Bourdain always knew how to make vegetables as tasty as possible
Beyond the aforementioned carrot Vichy that contained plenty of both butter and sugar, a popular recipe of Anthony Bourdain's proved that butter and bacon can even enhance the least favored of vegetables, like Brussels sprouts. In his cookbook — fittingly titled "Appetites: A Cookbook" — Bourdain revealed that cooking Brussels sprouts in bacon fat, adding butter, and then adding bacon itself into the pan alongside the vegetable can produce one of the best vegetable dishes you've ever had. In fact, Bourdain isn't the only one to swear by this method; Alton Brown is also a big believer in cooking Brussels sprouts in bacon fat, with his variation also adding Dijon maple syrup and apples to the mix to maximize the dish's sweetness and saltiness at the same time.
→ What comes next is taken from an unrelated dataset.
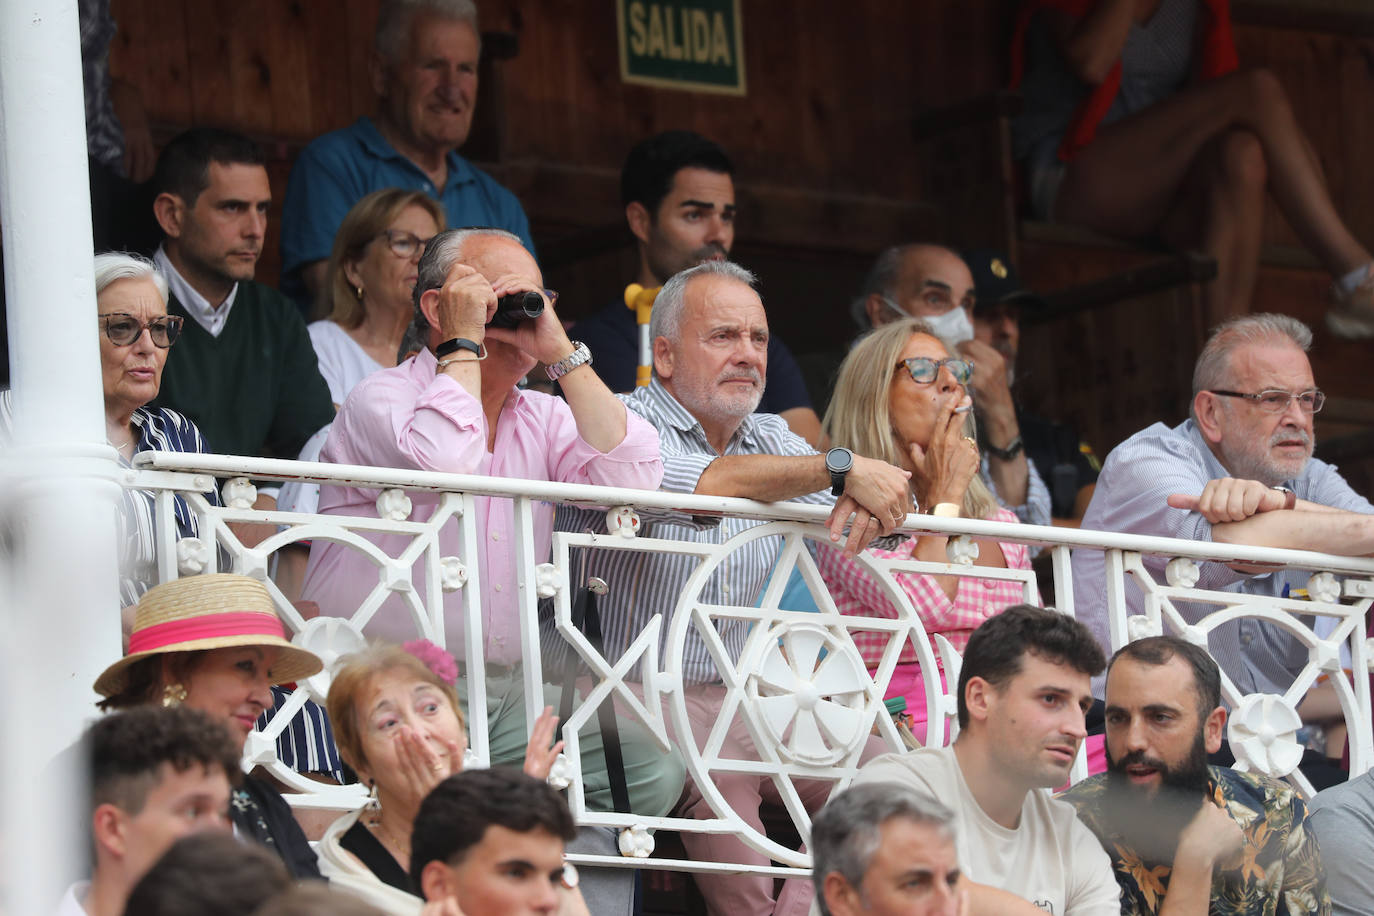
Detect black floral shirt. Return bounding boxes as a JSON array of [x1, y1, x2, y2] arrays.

However, Bourdain also knew what to do with vegetables when he was looking to stray from the most common strategy and not use butter or sugar whatsoever. A great example of this is Bourdain's remarkable roasted cauliflower recipe. Bourdain would prepare the cauliflower (which Ina Garten believes is one of the most underrated vegetables) using two other common vegetable enhancers: salt and olive oil. By drizzling olive oil over the cauliflower and seasoning it with salt, pepper, dried oregano, and ground coriander, he created a remarkably simple yet flavorful vegetable dish perfect for those looking to avoid excessive fat and sugar.